South African Sports Minister Nathi Mthethwa has told the Springboks that World Cup victory is "most important" as a unifying symbol for the Rainbow Nation.
Mthethwa delivered his message personally on Friday when he met the players on the eve of their opening clash against reigning champions New Zealand in Yokohama.
Winning the Webb Ellis Cup would have national significance, the minister told AFP, as he watched the first black Springbok skipper Siya Kolisi lead the side through their pre-match paces.
"From the opening match, the most important thing for us is clinching victory, the World Cup itself, so we're confident," he said.
"It means a lot. A win for South Africa here in Japan is a victory for the whole of the country, especially in the project of uniting our people."
Sporting success has been an integral part of South Africa's development since the poignant moment South Africa won the 1995 World Cup final and Nelson Mandela, wearing a Springbok jersey, presented the trophy to captain Francois Pienaar.
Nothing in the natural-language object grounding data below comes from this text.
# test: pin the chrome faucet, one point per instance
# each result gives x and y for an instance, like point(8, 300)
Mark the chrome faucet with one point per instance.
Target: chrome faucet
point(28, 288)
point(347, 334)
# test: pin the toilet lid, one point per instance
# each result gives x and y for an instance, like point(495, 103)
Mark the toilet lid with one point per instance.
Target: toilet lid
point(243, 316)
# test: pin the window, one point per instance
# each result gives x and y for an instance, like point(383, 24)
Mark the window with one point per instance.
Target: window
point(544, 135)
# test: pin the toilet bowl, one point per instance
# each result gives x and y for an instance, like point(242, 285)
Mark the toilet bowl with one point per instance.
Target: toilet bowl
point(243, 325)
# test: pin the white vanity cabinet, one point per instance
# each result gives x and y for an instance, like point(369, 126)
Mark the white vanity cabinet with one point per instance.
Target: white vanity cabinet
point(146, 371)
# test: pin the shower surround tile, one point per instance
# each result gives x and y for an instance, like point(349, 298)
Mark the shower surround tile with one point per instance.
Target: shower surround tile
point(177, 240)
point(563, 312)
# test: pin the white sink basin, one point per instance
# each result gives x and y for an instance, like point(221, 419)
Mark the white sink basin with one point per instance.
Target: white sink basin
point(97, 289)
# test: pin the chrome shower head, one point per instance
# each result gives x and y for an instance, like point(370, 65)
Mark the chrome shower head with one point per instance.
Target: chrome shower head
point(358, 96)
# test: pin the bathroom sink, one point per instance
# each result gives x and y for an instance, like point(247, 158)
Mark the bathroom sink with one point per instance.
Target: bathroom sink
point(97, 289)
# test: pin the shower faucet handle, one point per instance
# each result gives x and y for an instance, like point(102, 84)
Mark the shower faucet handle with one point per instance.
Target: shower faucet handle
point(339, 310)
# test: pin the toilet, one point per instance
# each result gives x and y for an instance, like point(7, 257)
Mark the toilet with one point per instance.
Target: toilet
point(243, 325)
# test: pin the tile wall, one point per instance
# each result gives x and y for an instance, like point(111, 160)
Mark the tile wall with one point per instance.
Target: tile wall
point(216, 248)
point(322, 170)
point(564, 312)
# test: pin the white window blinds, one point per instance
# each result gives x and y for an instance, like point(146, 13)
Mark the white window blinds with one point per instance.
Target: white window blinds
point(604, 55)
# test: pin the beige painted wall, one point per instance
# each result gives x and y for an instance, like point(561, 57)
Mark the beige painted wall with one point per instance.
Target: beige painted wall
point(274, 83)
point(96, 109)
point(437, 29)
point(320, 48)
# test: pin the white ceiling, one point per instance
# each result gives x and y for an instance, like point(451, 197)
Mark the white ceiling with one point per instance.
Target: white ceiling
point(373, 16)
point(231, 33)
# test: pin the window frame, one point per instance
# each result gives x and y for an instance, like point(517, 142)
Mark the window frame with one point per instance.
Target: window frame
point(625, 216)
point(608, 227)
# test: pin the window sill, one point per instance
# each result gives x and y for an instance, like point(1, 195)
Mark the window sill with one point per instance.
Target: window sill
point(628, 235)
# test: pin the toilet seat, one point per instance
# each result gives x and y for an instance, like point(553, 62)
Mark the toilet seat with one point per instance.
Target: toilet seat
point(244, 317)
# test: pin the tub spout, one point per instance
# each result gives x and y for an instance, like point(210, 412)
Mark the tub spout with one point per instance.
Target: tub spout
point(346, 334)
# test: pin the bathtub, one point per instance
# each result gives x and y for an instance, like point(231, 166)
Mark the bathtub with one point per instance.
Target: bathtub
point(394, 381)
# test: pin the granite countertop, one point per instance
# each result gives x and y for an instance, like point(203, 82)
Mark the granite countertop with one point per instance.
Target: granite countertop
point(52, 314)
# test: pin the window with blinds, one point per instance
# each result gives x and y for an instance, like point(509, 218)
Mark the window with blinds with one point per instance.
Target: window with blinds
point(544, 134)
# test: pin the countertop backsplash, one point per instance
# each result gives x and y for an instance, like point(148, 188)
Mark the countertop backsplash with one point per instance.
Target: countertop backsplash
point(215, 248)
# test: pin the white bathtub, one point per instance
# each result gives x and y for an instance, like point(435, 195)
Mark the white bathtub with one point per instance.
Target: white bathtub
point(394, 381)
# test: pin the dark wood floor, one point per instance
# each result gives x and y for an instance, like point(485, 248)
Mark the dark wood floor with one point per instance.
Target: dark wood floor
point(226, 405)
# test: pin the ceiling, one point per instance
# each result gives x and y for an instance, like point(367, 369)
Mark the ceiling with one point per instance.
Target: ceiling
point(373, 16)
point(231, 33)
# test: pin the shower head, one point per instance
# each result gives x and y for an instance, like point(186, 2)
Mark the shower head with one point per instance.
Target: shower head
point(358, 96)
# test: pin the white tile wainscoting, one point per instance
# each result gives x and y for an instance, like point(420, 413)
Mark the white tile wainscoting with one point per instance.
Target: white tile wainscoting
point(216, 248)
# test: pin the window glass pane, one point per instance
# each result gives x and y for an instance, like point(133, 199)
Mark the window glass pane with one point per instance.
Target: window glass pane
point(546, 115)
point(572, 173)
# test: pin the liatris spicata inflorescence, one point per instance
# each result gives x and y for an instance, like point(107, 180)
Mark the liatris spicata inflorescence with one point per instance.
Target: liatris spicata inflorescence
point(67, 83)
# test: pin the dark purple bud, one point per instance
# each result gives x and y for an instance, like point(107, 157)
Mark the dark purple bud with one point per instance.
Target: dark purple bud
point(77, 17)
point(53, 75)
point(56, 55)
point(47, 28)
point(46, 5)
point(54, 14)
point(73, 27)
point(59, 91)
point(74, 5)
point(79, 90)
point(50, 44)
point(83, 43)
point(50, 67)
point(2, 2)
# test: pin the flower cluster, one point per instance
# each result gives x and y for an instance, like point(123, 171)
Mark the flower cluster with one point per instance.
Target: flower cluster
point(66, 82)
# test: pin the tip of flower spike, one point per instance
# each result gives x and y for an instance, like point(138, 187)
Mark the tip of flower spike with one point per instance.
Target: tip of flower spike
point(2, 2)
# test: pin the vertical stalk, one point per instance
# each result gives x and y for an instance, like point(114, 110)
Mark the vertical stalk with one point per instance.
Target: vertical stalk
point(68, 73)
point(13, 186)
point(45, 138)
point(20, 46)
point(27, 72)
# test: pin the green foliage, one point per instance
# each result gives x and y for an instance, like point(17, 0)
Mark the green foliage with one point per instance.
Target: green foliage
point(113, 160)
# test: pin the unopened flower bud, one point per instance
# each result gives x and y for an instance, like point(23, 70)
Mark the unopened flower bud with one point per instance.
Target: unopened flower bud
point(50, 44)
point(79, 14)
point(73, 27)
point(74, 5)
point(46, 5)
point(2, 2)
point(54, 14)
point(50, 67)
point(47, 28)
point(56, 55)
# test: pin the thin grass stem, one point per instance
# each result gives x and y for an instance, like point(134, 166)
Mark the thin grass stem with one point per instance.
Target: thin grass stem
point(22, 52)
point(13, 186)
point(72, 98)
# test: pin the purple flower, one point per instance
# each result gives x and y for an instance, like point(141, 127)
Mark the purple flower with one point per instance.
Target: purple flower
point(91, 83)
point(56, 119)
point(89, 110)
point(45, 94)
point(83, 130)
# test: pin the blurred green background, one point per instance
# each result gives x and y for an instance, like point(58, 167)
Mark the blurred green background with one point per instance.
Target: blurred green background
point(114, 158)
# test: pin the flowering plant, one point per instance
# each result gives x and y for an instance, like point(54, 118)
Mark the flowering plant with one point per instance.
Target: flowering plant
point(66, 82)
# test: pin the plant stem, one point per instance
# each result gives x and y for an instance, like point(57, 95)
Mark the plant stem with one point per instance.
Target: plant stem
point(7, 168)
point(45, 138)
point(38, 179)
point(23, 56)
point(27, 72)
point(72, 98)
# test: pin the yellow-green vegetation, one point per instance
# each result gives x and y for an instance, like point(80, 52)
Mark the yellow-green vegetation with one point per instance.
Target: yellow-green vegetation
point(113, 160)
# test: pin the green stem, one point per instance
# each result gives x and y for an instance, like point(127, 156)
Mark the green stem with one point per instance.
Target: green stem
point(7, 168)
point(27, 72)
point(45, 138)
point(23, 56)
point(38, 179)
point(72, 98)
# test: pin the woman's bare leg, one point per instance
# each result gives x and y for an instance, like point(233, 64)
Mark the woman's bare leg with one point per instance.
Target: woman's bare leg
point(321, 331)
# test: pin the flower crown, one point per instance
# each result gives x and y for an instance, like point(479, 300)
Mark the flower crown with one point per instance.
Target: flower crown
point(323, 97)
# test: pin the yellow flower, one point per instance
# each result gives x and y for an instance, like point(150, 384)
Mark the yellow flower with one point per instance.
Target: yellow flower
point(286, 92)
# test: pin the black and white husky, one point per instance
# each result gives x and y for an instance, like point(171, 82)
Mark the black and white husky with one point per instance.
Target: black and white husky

"Sport in South Africa has worked as a unifying factor for all of us so it's so important for us as a government in this difficult situation of a global economic slump," added Mthethwa.
"People are depressed all over the world and they're looking for something that is going to cheer them up, to boost them," said the minister.
He added that after winning the 1995 World Cup on home soil and repeating the feat in France 12 years later, South Africa were looking "to make history in another continent... so we have conquered the world as it were."